Costumbres sexuales

Cuando mi esposa me dijo de su embarazo y que estaba en la novena semana la miré parpadeando como si contara los días desde el último encuentro sexual. Ella notó la distancia entre esas fechas y antes de que yo cometiera la imprudencia de mencionar esa verdad alzó la voz y me reprochó diciendo —¿De quién más si no tuyo? — y notó que mis cuentas eran iguales a las de suyas. Era la primera semana de abril, la última vez que la cama crujió con nuestros movimientos sexuales había sido la noche de Navidad.

—Seguro una noche te sobrepasaste mientras yo dormía.

La conversación no continuó porque yo me levanté de la cama para terminar durmiendo en el sofá. Pensé que podría haber sido una noche de las tantas que había llegado borracho y de las cuales no recordaba cómo había terminado en la cama.

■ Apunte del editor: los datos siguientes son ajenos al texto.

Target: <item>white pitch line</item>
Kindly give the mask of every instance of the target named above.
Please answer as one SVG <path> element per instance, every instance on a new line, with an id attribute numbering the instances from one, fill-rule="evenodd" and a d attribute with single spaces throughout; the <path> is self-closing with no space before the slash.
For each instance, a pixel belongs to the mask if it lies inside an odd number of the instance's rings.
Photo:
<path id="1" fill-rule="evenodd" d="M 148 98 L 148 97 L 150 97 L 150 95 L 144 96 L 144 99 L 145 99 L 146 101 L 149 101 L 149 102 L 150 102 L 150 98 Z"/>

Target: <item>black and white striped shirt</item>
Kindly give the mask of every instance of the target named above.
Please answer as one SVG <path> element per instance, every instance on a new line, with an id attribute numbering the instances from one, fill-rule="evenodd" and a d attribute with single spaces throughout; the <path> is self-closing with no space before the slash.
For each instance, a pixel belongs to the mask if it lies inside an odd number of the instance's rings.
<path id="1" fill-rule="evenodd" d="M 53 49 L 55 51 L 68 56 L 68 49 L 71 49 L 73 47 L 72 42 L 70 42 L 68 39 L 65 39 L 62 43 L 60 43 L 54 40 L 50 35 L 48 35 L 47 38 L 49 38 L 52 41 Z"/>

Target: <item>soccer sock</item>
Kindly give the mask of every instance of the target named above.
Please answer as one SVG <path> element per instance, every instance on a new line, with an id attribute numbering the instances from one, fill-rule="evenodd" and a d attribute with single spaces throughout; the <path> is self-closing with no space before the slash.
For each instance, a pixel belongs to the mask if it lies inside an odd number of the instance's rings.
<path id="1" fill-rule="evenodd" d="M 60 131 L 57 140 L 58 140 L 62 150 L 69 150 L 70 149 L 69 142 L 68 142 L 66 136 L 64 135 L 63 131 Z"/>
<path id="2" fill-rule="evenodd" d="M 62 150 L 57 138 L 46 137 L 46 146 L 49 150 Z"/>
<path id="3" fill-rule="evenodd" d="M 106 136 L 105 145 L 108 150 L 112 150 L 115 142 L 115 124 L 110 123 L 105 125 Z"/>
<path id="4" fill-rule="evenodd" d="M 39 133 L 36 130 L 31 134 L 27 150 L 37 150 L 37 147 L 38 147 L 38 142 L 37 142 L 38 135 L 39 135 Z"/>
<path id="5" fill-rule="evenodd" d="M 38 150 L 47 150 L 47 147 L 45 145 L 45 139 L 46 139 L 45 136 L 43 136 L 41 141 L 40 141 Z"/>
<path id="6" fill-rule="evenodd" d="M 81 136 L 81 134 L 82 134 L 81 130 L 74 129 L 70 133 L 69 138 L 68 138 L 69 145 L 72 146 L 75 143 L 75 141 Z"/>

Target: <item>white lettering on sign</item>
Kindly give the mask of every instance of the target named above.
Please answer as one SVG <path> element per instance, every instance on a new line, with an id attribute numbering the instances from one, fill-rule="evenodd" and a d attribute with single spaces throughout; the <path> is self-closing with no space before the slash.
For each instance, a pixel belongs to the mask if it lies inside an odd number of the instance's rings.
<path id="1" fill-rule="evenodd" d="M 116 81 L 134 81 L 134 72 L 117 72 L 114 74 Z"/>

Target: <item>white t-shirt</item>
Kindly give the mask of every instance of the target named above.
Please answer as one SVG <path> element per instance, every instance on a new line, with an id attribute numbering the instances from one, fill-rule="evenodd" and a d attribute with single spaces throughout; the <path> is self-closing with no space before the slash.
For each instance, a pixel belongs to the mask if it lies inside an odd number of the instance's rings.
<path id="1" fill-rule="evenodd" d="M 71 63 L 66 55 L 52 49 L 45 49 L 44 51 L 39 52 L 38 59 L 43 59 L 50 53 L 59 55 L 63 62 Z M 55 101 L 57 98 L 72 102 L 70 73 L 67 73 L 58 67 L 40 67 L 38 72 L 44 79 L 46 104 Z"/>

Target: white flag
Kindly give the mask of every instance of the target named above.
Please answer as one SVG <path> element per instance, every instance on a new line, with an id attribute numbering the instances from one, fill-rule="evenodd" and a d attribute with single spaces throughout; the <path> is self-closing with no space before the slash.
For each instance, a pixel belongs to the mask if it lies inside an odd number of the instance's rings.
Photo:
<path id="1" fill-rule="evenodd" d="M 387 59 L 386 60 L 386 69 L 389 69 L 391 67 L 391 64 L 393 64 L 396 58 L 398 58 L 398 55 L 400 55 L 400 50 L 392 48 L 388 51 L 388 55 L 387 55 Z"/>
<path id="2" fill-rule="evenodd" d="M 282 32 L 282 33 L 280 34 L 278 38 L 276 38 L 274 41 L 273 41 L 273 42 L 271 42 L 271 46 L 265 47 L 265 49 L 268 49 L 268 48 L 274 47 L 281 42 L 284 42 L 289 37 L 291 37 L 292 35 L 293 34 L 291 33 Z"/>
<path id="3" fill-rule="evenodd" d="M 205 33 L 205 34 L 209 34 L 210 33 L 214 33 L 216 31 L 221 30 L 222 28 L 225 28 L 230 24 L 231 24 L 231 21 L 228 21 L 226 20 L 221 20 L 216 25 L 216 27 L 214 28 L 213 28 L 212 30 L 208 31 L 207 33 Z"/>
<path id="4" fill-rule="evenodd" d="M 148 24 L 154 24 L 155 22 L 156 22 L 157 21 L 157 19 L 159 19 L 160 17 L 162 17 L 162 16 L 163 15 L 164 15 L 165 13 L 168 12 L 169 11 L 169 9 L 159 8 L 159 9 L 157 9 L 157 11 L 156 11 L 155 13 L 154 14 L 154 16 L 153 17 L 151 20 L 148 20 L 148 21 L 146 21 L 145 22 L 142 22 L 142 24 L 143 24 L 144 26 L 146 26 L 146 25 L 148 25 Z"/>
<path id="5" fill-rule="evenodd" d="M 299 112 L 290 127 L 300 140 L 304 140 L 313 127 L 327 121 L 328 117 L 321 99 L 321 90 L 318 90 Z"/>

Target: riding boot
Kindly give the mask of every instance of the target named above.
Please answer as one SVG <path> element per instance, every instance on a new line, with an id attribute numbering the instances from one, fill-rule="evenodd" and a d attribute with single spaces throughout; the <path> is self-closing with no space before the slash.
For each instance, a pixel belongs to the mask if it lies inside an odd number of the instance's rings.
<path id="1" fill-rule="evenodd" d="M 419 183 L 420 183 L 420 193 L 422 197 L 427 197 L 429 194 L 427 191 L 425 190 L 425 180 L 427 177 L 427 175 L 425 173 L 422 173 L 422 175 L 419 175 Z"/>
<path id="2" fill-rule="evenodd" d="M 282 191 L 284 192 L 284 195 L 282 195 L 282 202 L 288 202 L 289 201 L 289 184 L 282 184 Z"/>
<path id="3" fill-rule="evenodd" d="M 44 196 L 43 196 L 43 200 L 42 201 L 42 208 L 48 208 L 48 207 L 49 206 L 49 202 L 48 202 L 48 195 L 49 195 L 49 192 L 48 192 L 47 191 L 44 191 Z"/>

A los treinta y dos años ella no quería ser madre y yo tampoco a mis treinta y cinco. Durante siete años éramos una pareja normal, sin sospechas de infidelidades o deslealtades. No podía imaginar que ella hubiese estado con otra persona, incluso me sentía mal al sentir desconfianza. En la mañana pasé al cuarto, nos abrazamos como señal de confianza y lealtad.

En la semana treinta y ocho asistimos al nacimiento, yo estuve en el parto junto a la ginecóloga que la atendió. El nombre de la niña lo elegí yo, Delia como mi suegra. En ese nombre encontraba la confianza que la señora me tuvo cuando me conoció. Delia nació a las tres y treinta y tres de esa mañana. A las seis estaba en la habitación con nosotros y al día siguiente ya dormía en una cuna junto a nuestra cama.

Un mes después, en uno de los controles el médico nos hizo preguntas acerca de nuestra relación de pareja, quiso saber si ella había tomado medicamentos durante la gestación, supo que nosotros no habíamos planificado con métodos anticonceptivos, y tampoco habíamos ido a terapias de fertilidad. Las preguntas empezaron a molestarnos y en la primera pausa le cuestionamos tanto interés por nosotros. El señor puso sobre la mesa tres hojas con el informe del ADN de cada uno de nosotros.

Yo recordé la diferencia entre semanas de embarazo y semanas sin sexo que había obtenido de la resta la noche en que mi esposa me reveló su embarazo. La miré apenas un segundo y sentí que su mano me pellizcaba la pierna, luego seguí viendo las hojas y el médico con el mayor de sus rostros clínicos nos observó diciendo —El ADN de la niña es idéntico al de la madre, eso ocurre en la reproducción asexual.

No era el primer caso, eso nos dijo. En la clínica doce mujeres con mi esposa habían tenido las mismas características, treinta y dos años y medio de edad, algunas de ellas sin parejas, con y sin relaciones sexuales con sus compañeros. Los informes de otras ciudades y otras clínicas repetían lo mismo, no había evidencia de intercambio de información genética para la procreación, y el ADN era igual a la madre en cada ocasión. En todos los embarazos de mujeres de esa edad no había sido necesaria la participación del hombre.